Hunger and appetite cannot be generated solely or even mostly by the conscious mind a crucial mistake of the diet hypothesis. Our eating habits are not just habit, they are part of our history, experience and culture. By using food to respond to hunger our body builds up an internal profile of what works well to satisfy our needs. Dieting throws that aside and sets the body and mind into confusion.

Its a bit like changing job and moving home all at once. You have more or less the same as you had before, but its not exactly the same and it can take a while for your mind to adjust to what has been suitable for you and that you have worked with and adapted to. It's not about the capacity of your body to shape itself singularly around things it is used to, not a bovine refusal to change.

It has to re configure that to changes and that doesn't take into account the attack on its ability to survive-through calorie restriction.

The body measures your energy needs and matches it to your intake it counts calories for you, that's another reason its hard to stick to diets, you are disrupting and messing up its accurate calculations with your crude and inflexible ones.

You are duplicating a process designed to do what you are doing badly and stopping it from working to the best of its ability.
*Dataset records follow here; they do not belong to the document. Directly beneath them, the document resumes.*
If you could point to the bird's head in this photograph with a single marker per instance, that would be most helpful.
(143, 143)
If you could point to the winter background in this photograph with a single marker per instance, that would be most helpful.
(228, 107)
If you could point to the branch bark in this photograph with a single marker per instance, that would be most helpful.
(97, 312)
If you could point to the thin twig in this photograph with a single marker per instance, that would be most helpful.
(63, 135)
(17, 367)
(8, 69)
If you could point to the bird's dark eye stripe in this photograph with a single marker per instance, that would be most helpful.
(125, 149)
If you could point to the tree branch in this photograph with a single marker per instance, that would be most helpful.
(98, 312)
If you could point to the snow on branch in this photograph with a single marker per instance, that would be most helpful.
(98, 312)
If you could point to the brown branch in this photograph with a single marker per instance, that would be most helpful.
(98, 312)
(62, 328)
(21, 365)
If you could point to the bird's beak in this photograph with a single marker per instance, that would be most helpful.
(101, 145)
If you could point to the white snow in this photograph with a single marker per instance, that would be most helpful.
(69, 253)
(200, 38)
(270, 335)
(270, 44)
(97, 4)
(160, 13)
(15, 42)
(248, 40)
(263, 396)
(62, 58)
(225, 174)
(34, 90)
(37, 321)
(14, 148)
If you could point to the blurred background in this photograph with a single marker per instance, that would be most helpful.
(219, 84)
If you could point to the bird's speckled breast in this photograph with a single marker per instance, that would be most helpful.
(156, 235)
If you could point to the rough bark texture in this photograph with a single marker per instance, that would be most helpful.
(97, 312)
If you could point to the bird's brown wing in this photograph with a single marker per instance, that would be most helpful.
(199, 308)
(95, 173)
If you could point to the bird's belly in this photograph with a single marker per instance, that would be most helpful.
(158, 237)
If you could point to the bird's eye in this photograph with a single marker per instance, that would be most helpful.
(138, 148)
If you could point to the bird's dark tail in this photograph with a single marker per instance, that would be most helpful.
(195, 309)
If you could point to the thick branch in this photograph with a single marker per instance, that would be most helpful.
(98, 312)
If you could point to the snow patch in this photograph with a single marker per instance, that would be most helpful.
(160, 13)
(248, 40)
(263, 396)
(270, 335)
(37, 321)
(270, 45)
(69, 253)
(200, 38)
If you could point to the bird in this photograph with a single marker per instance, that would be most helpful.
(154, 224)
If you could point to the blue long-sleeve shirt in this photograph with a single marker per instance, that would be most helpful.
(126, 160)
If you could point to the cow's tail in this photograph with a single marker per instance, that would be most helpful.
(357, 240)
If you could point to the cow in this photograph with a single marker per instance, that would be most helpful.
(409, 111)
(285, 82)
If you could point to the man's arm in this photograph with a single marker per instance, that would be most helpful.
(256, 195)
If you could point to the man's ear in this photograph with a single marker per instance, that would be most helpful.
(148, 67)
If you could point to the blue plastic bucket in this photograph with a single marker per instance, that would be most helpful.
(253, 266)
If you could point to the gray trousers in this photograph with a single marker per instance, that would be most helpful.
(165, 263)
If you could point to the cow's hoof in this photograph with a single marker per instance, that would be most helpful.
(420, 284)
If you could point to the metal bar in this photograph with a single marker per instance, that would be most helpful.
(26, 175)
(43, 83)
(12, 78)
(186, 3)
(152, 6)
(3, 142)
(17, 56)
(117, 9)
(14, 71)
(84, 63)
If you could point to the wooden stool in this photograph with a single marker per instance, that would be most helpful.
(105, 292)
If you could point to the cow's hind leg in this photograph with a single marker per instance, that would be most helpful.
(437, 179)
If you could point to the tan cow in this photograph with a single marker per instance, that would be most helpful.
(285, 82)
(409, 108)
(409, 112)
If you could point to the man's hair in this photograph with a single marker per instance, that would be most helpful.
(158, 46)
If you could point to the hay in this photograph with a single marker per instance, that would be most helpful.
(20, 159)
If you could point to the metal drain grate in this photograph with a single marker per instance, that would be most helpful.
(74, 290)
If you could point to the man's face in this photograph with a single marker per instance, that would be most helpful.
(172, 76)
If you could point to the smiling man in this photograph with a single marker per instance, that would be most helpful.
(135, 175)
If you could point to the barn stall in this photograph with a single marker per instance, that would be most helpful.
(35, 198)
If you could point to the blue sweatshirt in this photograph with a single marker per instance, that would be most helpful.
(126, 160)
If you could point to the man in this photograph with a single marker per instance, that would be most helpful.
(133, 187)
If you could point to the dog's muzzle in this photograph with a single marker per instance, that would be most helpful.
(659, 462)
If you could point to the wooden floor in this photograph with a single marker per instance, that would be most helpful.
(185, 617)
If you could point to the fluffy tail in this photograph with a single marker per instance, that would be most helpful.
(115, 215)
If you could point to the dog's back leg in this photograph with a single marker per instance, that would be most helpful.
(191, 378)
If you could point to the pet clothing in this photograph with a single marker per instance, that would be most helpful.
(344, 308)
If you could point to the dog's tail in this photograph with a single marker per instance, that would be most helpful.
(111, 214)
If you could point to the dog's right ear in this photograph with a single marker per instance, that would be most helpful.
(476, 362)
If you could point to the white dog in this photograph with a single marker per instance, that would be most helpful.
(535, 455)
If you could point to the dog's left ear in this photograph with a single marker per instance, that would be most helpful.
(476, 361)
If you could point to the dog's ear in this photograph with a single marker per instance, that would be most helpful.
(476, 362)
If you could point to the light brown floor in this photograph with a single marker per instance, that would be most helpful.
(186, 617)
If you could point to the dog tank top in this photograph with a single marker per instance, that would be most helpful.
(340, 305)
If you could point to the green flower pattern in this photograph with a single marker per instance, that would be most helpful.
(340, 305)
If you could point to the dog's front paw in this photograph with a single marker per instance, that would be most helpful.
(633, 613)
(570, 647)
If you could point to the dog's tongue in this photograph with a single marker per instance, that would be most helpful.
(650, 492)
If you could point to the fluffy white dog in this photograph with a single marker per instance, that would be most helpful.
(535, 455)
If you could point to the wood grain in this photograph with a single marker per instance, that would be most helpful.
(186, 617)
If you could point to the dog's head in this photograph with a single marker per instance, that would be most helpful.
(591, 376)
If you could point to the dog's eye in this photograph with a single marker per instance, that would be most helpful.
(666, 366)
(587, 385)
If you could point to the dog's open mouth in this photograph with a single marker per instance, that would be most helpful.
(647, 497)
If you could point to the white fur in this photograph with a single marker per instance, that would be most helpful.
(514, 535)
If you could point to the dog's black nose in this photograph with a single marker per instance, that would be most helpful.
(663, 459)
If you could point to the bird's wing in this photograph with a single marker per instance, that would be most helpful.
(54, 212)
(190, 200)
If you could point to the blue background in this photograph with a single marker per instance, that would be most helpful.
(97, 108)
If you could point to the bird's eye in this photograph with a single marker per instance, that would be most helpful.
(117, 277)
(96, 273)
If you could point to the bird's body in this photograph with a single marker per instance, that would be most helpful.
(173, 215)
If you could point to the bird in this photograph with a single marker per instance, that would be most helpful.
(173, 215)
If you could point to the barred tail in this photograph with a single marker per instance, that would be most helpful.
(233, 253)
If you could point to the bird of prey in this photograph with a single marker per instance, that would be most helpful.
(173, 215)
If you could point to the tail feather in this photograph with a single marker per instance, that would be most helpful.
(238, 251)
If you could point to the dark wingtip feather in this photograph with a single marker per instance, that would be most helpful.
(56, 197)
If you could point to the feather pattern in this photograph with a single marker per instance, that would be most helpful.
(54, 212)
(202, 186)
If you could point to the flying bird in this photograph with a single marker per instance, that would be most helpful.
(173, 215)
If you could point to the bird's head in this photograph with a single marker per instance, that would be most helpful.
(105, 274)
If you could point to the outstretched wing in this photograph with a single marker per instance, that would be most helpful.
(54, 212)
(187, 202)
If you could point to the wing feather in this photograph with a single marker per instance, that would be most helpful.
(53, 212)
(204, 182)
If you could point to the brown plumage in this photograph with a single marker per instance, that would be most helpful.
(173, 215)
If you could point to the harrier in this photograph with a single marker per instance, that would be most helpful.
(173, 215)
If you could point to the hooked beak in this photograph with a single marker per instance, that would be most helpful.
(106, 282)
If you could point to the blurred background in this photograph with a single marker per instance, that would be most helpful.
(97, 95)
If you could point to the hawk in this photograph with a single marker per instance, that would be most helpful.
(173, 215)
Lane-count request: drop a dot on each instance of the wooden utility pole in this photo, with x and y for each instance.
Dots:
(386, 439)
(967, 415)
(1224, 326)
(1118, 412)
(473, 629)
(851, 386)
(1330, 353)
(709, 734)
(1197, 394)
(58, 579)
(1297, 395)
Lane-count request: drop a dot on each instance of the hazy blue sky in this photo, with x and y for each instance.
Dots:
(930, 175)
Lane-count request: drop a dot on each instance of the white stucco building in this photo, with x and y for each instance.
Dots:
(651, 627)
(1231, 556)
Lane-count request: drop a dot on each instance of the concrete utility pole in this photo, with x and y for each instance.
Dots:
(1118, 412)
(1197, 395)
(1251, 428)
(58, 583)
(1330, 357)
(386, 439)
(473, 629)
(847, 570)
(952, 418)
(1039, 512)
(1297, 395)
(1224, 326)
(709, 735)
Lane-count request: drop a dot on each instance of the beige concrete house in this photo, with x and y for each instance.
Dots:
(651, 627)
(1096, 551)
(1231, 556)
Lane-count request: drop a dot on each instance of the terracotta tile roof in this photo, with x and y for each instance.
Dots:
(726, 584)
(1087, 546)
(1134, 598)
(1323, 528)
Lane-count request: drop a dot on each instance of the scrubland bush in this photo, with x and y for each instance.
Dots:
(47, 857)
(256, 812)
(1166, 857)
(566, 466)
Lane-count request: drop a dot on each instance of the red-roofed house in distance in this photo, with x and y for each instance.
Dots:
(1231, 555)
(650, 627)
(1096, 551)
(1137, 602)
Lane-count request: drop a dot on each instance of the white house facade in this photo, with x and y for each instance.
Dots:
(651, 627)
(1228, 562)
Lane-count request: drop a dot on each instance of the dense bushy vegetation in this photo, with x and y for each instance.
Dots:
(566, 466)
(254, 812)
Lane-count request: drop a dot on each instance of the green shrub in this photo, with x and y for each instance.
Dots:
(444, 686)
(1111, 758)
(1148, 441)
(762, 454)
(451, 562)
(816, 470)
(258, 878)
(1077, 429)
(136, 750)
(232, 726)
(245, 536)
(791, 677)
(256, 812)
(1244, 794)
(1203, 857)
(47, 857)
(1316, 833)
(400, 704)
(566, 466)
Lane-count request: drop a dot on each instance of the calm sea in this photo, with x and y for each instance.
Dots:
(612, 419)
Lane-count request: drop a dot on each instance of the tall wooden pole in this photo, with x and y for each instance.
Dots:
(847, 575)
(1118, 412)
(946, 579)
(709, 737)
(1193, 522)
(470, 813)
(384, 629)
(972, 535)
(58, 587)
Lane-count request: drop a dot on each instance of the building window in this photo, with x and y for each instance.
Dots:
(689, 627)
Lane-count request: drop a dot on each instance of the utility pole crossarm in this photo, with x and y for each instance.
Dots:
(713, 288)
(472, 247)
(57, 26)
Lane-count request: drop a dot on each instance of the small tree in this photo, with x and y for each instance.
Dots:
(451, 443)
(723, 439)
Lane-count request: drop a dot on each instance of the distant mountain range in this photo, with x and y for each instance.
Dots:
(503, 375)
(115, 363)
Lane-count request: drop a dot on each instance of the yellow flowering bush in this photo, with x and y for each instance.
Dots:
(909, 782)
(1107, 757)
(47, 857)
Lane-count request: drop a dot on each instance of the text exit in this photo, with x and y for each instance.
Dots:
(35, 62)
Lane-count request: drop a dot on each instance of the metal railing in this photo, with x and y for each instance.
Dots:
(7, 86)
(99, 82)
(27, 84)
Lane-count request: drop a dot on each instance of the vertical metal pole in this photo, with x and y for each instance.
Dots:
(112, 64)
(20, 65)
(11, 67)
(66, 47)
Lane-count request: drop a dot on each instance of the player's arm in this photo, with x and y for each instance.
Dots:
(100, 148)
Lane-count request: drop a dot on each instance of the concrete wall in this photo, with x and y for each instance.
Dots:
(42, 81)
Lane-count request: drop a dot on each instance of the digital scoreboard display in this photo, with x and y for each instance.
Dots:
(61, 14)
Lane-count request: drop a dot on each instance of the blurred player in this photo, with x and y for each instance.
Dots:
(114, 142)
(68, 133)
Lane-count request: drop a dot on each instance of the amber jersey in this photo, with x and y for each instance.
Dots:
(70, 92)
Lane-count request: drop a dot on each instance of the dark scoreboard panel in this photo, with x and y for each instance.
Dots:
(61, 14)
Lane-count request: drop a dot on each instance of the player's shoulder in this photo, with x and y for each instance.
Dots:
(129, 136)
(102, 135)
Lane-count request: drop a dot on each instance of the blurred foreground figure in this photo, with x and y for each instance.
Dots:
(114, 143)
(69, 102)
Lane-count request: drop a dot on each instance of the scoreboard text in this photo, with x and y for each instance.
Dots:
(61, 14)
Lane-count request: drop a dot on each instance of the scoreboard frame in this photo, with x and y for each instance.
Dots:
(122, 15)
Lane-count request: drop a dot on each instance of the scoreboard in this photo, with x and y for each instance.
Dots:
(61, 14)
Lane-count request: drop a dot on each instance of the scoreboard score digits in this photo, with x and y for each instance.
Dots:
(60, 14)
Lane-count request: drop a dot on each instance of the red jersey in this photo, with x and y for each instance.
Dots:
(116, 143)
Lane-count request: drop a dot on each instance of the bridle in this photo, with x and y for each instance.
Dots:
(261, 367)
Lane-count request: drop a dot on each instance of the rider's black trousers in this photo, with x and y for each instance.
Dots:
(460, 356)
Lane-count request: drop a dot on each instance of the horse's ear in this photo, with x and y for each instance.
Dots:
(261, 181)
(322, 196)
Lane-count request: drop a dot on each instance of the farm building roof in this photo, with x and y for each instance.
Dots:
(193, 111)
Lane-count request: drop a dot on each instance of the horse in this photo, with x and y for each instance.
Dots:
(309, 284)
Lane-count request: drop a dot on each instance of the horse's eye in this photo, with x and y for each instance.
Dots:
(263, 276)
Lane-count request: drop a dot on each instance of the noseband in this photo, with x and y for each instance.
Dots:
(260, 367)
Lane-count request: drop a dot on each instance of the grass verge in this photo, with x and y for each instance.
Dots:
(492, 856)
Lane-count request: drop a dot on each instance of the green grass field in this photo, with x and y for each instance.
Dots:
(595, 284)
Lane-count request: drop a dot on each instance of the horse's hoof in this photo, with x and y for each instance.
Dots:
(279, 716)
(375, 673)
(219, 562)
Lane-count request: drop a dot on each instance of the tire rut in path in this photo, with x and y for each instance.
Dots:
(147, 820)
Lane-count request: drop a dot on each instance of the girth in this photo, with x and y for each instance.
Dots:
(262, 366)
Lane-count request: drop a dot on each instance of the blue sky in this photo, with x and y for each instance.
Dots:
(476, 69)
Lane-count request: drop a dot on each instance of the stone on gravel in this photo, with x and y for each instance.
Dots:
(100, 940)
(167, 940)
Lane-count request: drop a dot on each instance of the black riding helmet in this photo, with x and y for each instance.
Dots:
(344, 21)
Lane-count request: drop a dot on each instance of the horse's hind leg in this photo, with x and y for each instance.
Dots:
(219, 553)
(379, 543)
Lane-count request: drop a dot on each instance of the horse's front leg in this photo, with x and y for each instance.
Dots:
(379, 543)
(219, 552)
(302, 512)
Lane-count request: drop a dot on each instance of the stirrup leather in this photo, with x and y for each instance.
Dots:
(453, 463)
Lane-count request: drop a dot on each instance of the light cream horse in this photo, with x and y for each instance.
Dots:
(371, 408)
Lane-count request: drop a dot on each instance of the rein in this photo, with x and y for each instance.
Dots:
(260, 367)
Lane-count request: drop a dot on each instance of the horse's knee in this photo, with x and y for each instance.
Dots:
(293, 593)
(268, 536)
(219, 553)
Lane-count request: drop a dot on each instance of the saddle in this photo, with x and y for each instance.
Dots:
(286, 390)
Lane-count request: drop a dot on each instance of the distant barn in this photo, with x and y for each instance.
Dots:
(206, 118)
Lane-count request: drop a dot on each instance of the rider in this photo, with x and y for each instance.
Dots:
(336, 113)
Your body's signals build to cravings when you try to cheat them for the purposes of starvation. Succumbing and responding to these is not 'rebellious' it is almost inevitable. It is making up for the loss you created, isn't that initial denial 'rebellion'?

Boredom is a form of tiredness your brain and/or body are going short of energy so it is part of your loss of will, you are using it up. That article actually indicates that your will has a basis in energy, namely glucose and when that is depleted your ability falls and when replenished, rises again!

If so no wonder you crave high calorie/ sugar foods, also due to your body wanting to replenish its lost 'fuel' as quickly and as efficiently as possible, before you get any more funny ideas. Well, can you blame it? This is the source of a lot of eating disordered behaviour, the lack of trust that you will meet its needs. Like a poor person snatching at unexpected bounty, it develops a legacy of insecurity as you keep messing it around and can adjust your appetites accordingly around this.

And don't believe you 'return' to your old eating habits, which refers mostly to the amount you formerly ate. Why would you if you've lost weight and proven you can eat less? You've done the hard part and adjusted to that, some diets last more than a year that's before any rebound.

In the end your body plays the long game, it can wait, for any chink any snatch of light and it's in there pressing the buttons most likely to usurp your efforts or bombarding you with more than you can handle.

Eventually, everything just gangs up on you. The body just keeps adding and adding and even if you manage to dodge these obstacles over and over again, they just keep coming and/or repeating eventually something will get to most people or the effort of endlessly trying to outwit or adapt to each hurdle will become too much.

Some people just simply burn out, it's not one thing specifically, it's everything, it getting to the last straw.

It's like trying to stay awake for ever, eventually your body, after numerous attempts to thwart your intent just takes over and drowns your fading will in its own.